9,000-Year-Old Depiction Of Volcanic Eruption And Birds-Like View Of Town
|MessageToEagle.com – 9,000-year-old painting depicts an explosive and catastrophic volcano eruption located approximately 130 km northeast of Çatalhöyük, in central Turkey and a birds-eye view of a town plan in the foreground.
The discovery could represent the oldest known map.
Çatalhöyük, the world’s largest Stone Age city, was discovered by an archaeologist, James Mellaart (1925 – 2012) in the early 1960s. There have been found pottery, the earliest textiles and also paintings on the ancient walls.
According to Mellaart, the paintings were impossible to remove or preserve, because they were totally damaged.
Thus, the only evidence of their existence were several sketches made by the archaeologist. They were, however, released for the first time, in 1989.
Mellaart believed the paintings recorded erupting volcanoes and different birds, animals and human figures.

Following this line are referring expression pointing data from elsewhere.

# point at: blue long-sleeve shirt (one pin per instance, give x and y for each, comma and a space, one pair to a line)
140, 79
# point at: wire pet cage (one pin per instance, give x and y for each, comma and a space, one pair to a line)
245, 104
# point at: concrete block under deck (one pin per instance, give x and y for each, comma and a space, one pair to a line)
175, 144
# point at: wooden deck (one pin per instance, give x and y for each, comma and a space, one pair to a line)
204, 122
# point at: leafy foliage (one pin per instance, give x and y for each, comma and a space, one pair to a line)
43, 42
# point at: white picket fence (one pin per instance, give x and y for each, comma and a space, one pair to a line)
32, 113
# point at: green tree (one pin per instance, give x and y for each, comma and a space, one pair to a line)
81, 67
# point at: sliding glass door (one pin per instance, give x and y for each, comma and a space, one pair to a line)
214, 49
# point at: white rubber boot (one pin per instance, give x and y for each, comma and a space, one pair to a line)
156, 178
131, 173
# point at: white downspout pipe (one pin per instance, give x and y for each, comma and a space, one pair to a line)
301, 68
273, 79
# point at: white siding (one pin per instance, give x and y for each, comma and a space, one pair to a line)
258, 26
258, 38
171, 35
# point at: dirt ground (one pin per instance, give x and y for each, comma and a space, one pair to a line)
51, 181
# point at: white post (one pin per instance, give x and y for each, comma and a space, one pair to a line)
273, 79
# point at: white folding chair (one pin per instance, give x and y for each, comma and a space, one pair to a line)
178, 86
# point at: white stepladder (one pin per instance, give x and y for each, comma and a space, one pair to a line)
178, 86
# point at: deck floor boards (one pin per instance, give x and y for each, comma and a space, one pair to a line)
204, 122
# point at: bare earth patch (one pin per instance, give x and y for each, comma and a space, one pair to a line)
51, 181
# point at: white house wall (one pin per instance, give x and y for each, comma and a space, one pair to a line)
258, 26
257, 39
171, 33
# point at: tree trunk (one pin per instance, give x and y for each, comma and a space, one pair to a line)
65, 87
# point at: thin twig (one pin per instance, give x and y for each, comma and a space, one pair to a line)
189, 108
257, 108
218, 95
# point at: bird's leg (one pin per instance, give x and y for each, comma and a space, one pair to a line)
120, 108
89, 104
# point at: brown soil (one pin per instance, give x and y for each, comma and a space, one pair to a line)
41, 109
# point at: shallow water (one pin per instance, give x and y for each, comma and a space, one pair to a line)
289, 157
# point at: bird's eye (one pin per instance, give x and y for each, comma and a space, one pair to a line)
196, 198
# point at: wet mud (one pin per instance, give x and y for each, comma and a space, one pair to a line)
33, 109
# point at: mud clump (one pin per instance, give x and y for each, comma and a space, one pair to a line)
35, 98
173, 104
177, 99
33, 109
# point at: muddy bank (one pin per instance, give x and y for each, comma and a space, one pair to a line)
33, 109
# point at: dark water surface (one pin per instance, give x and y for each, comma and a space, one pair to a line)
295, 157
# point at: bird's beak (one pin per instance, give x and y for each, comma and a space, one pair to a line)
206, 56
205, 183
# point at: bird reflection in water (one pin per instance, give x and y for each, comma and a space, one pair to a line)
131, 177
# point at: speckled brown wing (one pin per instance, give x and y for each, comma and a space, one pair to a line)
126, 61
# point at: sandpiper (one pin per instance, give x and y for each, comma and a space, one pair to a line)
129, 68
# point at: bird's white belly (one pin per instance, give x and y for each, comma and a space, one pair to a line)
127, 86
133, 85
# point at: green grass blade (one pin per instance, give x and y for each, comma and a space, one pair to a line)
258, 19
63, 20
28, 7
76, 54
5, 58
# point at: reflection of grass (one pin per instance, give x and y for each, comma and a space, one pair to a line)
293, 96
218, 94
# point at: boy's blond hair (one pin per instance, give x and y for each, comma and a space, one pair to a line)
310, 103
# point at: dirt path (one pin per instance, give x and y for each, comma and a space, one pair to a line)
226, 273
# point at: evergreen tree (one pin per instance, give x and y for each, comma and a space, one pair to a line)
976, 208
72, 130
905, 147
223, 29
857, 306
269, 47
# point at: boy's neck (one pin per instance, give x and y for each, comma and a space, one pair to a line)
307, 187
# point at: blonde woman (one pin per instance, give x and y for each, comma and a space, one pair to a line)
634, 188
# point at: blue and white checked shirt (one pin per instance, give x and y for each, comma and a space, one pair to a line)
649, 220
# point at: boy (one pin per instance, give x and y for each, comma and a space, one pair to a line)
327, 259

Now, a new research has been conducted by Axel Schmitt and his team from the University of California Los Angeles, who analyzed rocks from the nearby Hasan Dagi volcano in order to determine whether it was the volcano depicted in the mural from ~6600 BC in the Catalhöyük.
The analysis confirmed the interpretation that residents of Çatalhöyük may have recorded an explosive eruption of Hasan Dagi volcano.
Research indicates that humans who lived in this region of Turkey may have in fact, witnessed the eruption that took place 6900 BC, and this event culd have been painted by the locals for further generations.
The research work confirms the eruption between 9,500 and 8,400 years ago—a timespan including the era that the mural was likely painted.
“Our data are the first evidence for a volcanic eruption of Hasan Dagi coeval with human presence at Çatalhöyük,” inform scientists in their paper.